Como era antes? “A Madeira acaba o aeroporto, tem tudo feito: o que era preciso fazer. E não tinha dívida. Ora isto era o céu na terra. Melhor não era possível.”
Sérgio Marques, secretário regional entre 2015 e 2017, no primeiro Governo de Miguel Albuquerque, relatou que “começaram a inventar-se obras, quis-se continuar no mesmo esquema de Governo, a mesma linha. Obras sem necessidade, aquela lógica das sociedades de desenvolvimento, todo aquele investimento louco. (…) o vice do Jardim, o meu colega Cunha e Silva, acabou por fazer com que muitos vícios, muitas coisas menos boas, tivessem ocorrido. E depois a influência do Jaime Ramos [empresário e antigo secretário-geral do PSD-Madeira]... o crescimento dos grupos económicos”.

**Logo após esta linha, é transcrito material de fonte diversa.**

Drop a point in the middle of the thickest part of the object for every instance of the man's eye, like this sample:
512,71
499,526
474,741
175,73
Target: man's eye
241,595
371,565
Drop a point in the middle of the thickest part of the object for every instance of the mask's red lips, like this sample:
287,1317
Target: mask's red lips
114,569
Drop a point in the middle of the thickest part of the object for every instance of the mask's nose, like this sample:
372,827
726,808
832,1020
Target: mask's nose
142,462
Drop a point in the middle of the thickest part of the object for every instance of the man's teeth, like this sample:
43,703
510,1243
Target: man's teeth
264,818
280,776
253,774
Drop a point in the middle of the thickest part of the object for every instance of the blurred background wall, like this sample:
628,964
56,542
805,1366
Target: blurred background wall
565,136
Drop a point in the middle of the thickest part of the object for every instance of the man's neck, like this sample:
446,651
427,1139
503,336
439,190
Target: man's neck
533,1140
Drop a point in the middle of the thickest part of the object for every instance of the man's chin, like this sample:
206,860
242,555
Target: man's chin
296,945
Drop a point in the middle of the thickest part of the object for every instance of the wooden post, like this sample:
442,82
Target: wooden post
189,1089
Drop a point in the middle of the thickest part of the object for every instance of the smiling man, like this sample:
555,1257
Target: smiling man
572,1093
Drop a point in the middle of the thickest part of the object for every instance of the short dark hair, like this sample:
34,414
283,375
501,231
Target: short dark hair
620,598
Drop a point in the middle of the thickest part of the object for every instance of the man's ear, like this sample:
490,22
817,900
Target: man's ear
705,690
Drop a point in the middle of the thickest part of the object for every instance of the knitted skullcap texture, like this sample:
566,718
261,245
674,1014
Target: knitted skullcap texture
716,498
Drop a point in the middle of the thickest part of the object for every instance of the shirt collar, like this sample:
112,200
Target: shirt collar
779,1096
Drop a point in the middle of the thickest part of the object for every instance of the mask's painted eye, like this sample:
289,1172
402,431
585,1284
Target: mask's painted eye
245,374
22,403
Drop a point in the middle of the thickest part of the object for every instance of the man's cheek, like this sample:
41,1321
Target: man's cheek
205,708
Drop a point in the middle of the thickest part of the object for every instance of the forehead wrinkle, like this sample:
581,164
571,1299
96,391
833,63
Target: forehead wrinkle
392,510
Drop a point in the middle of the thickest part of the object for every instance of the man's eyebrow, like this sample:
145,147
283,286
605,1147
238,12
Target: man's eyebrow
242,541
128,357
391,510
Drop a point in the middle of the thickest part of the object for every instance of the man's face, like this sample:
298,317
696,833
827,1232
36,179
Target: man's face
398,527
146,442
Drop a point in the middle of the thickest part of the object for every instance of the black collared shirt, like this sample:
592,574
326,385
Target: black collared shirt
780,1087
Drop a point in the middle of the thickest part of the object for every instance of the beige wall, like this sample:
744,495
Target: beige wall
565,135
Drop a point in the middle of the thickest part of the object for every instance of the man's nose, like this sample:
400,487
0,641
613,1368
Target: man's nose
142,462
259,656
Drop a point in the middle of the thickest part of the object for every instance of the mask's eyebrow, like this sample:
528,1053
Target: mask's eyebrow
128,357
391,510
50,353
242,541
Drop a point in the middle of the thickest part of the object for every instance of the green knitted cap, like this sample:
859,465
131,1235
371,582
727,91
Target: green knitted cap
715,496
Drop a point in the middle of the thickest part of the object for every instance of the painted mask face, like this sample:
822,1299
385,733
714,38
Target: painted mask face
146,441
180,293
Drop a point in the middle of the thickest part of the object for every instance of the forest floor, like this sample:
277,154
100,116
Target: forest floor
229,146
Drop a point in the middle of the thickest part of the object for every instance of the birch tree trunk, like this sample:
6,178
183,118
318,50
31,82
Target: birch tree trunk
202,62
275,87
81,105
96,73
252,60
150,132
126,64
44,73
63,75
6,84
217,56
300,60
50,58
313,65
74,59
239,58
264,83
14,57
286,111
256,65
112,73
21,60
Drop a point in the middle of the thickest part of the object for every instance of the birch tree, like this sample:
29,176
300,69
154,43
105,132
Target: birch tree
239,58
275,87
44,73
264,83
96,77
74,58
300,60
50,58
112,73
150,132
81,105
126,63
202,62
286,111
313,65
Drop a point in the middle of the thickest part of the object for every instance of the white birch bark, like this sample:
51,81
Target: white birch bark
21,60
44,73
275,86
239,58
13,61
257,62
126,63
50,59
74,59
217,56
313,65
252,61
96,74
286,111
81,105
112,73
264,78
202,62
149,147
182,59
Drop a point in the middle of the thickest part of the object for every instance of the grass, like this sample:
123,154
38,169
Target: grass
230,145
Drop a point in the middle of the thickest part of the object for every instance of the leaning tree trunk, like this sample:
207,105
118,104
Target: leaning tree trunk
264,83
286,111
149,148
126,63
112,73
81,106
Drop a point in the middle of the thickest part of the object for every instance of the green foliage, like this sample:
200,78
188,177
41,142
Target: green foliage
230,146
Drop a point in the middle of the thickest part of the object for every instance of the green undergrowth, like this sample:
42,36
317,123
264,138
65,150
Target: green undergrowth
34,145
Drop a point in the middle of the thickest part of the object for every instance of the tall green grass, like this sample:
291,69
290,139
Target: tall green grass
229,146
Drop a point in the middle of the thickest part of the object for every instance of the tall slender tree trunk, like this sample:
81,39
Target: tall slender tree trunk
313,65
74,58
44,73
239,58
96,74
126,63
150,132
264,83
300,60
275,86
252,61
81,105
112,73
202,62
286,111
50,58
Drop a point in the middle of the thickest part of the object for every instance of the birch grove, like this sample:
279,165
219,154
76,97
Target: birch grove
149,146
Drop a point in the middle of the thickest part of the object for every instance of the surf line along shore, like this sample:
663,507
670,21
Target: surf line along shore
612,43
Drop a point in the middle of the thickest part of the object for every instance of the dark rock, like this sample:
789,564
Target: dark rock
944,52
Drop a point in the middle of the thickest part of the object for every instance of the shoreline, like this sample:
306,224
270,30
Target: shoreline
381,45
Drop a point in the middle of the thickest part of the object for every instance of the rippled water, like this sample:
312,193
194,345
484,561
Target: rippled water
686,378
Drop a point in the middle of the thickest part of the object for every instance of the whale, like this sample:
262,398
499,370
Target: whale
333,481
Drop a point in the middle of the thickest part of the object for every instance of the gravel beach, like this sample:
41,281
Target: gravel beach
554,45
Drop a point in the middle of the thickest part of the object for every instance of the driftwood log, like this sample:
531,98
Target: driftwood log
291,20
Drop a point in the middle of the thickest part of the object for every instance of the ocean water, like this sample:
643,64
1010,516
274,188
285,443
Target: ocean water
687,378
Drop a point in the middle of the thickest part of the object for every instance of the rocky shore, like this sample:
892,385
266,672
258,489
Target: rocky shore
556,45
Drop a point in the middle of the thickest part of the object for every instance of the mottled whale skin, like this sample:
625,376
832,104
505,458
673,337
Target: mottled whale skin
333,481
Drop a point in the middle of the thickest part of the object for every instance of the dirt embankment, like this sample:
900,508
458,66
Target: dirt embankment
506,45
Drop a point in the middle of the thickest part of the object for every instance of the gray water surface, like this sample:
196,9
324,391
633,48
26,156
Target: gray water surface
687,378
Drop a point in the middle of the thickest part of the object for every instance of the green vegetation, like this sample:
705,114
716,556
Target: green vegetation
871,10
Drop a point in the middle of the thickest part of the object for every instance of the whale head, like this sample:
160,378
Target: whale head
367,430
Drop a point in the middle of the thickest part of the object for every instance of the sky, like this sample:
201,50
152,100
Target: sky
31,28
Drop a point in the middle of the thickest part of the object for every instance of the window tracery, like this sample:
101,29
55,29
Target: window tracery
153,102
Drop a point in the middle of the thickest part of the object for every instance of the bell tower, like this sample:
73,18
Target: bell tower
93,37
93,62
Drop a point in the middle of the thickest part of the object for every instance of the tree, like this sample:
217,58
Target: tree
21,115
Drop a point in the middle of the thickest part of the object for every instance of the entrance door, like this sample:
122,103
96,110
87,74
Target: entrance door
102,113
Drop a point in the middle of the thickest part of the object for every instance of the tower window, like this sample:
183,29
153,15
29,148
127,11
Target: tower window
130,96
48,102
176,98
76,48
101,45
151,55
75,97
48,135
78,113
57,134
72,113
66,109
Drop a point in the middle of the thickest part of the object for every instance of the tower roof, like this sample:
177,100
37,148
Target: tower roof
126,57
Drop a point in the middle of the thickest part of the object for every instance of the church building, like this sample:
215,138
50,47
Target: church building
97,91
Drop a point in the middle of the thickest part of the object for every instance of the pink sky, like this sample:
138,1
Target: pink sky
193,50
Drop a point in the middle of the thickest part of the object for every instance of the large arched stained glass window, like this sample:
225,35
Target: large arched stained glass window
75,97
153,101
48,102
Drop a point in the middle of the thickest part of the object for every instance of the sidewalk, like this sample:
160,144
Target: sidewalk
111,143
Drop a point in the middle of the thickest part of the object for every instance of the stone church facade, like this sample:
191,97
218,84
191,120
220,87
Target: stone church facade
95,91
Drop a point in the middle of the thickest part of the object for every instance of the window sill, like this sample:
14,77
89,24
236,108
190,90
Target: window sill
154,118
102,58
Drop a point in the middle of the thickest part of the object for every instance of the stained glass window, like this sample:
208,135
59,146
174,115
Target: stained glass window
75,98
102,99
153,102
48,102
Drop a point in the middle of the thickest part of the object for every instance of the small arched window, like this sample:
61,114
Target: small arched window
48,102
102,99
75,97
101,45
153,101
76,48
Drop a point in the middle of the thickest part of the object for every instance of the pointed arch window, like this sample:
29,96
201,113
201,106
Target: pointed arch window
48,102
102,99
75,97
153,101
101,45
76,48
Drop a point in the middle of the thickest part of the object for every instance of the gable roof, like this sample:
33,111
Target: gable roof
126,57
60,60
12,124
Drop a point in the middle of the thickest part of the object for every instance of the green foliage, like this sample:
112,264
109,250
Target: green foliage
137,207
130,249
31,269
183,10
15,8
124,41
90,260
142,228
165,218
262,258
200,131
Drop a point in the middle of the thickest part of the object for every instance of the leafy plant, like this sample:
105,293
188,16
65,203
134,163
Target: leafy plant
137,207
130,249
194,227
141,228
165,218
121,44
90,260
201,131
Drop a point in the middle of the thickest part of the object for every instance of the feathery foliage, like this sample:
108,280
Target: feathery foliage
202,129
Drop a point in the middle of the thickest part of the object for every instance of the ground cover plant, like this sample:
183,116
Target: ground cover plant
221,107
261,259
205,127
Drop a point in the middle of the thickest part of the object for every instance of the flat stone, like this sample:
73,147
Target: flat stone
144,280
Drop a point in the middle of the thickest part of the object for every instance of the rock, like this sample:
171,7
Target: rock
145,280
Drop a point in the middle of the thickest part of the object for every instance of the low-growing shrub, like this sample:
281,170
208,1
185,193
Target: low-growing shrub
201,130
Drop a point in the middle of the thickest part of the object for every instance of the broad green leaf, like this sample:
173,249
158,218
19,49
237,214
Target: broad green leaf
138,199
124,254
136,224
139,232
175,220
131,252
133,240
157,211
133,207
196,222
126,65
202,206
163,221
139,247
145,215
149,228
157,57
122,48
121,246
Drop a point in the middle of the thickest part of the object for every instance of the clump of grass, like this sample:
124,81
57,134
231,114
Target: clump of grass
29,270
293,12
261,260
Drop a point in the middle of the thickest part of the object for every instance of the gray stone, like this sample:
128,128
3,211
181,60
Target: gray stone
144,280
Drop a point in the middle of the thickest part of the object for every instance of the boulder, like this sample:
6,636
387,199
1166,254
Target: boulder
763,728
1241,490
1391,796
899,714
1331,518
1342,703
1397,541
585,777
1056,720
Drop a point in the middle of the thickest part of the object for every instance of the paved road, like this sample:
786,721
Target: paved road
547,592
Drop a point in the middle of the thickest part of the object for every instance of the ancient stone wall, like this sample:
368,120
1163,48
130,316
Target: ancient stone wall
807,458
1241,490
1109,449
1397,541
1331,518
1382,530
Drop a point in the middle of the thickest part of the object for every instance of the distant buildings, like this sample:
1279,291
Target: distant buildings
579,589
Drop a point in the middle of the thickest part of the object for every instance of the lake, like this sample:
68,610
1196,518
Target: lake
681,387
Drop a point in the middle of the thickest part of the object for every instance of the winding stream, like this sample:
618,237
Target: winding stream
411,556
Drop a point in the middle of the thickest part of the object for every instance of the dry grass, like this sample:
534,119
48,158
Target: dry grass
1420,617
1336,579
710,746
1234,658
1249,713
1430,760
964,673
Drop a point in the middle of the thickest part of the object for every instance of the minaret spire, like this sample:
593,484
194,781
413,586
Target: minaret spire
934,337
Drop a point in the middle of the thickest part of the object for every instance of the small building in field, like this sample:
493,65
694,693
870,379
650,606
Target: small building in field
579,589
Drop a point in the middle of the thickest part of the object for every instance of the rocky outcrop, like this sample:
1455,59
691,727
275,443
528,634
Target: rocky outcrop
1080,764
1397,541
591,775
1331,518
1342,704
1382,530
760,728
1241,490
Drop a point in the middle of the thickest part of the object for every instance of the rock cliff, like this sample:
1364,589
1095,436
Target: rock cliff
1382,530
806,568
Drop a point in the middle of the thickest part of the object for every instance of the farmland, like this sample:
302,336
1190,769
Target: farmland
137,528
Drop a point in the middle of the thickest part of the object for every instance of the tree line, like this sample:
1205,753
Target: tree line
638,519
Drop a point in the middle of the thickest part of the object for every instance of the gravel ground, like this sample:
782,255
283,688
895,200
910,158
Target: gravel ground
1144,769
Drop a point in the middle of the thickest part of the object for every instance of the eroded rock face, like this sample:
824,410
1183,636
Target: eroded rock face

O problema, identificou, é que “esta governação social-democrata acabou por levar a que se afirmassem quatro ou cinco grupos económicos, que acabaram por acumular muito poder: Sousa, Avelino, Pestana, Trindade e Trindade/Blandy”.
E a consequência? “Quando houve a remodelação do Governo, quando eu deixo o Governo, houve ali muito dedo do Jardim. O Jardim jogou as suas peças e pôs o Avelino [Grupo AFA] e o Sousa [Grupo Sousa] em campo. O [Luís Miguel] Sousa consegue afastar o Eduardo Jesus, porque o Eduardo Jesus [ secretário regional] tinha uma agenda para reformular o porto. O Avelino [Farinha] não estava satisfeito com o meu desempenho nas obras públicas, porque eu é que era o secretário das Obras Públicas, e ele sempre se habituou a ter um secretário que o servisse. Comigo isso não acontecia (...), o Avelino depois consegue afastar-me das obras públicas. Ele não queria que eu saísse do Governo, ele queria era só afastar-me das obras públicas”, explicou.
Alvo das críticas de Miguel Sousa e de Sérgio Marques, João Cunha e Silva, vice de Jardim de 2000 a 2015 e que foi número dois de Albuquerque nas eleições de dia 26 de maio, responderia, ao DN, que “as inimizades estão mais dentro dos nossos próprios partidos do que nos adversários. (…) Não me arrependo nada do percurso que fiz. Pode ter havido um degrau ou outro em que eu talvez devesse ter saltado, mas isso são particularidades”.
“São acusações muito graves de alguém [referência a Sérgio Marques] que conhece o regime e o PSD-Madeira por dentro, que foi deputado regional, deputado na Assembleia da República, eurodeputado e governante. Foi precisamente enquanto secretário regional que considerou ter sido afastado por pressões de grupos económicos. Por outro lado, denunciou favorecimento a esses grupos económicos e toda uma série de obras desnecessárias que foram realizadas na Madeira e endividaram a Região e todos os madeirenses”, resumiu, a 18 de maio, o então líder do PS.
Sérgio Gonçalves esperava que fosse “aberto um processo de inquérito a todas estas matérias que visam, acima de tudo, o presidente do Governo Regional, Miguel Albuquerque, e o Governo Regional da Madeira”.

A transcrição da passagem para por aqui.